Saturday, October 24, 2015

When Exhaustion becomes Your Best Friend...




Slept in this morning- my body is definitely  exhausted. I have been taking naps throughout the week, but I just don't think it's enough. It's amazing how grief affects every part of your life. Your body is affected by the stress of grief. I woke up after 8am and we kept pretty busy. I felt numb most of the day and that I'm living a nightmare- like this is a dream and I'm going to wake up and everything be ok. But, it's not ok. And I realized that as I pulled into the Lowe's parking lot.

I'm not sure why Lowe's and I'm not sure why at that moment, but I began crying and thinking "He's never coming home." Lately it feels like I'm tricking my mind to believe that Jeff is just on a long trip-but at the quiet time of the night, I realize he's not on a trip and this is not a dream.

I even have some anxiety- if you knew me you would agree that panic and anxiety are not "me". I used to be a free spirited joyful person.
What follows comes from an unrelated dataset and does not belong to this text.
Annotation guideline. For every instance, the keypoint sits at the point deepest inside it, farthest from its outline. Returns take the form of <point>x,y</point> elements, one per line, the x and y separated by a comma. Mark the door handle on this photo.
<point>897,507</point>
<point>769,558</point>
Now, I'm anxious, afraid, very hurt and sad, and the list goes on. Some days I wake up and I feel a glimpse of normalcy. Then by lunchtime it is just a foggy memory and I'm back to my new reality.

I can't put a timeline on when I will begin to feel like going to the grocery store isn't a panic attack leaving me in tears. I know God's grace is carrying me and my boys.

It's just so hard some times. The exhaustion, the tears, all of the emotions. I just wish he was home with us. I miss him terribly and I often wonder how I will carry on my life without him.

I know Jesus will carry me through and hopefully one day I will be able to walk on my own again.